大相撲というのは神事あるいは芸能なのか、それともスポーツなのか。白鵬を批判する人は恐らくその人の中でこれに対する答えがあるのだろうが、説得力のある文章で説明したものを、少なくとも自分は読んだことがない。

神事や芸能なら品も格も必要だろうが、だとしたら筋書きがあるのは当たり前で、一時期騒がれた八百長問題など大笑いだということになる。そうではなく、スポーツであり、真剣勝負だとするなら、ルールで認められたことは何でもやって当然で、それを批判するのはお門違いである。

もうひとつ、日本人だけで立ちいかずモンゴルなど外国から多数の人材を引っ張ってきてやっと興行を成り立たせているにも関わらず、二言目には「日本人じゃないから心がわからない」などと言い出すのはひどい話だ。そもそも帰化しなければ年寄り襲名を認めないなどの差別主義がなぜ批判されないのか、そちらの方が不思議である。

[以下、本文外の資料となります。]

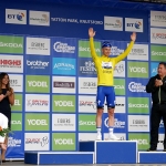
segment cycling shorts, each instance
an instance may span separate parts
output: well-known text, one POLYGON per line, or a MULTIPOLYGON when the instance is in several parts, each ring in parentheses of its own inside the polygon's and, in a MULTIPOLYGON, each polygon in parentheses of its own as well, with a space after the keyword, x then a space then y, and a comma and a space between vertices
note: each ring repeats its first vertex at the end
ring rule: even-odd
POLYGON ((115 107, 114 86, 97 86, 96 106, 97 108, 104 108, 104 104, 107 104, 107 108, 115 107), (106 97, 106 103, 105 103, 105 97, 106 97))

休みに関してはもっとわからない。これまでもケガをしているであろうに無理して出場し寿命を縮めた力士は何人もいたが、適度に休みを取ることによってコンディションを保ち、出場した時は常に優勝を争えることを証明したのだ。立派ではないか。他の力士も大いに見習うべきだ。いい加減に、体調が悪くても出た人が偉い、という価値観から脱却してほしいと思う。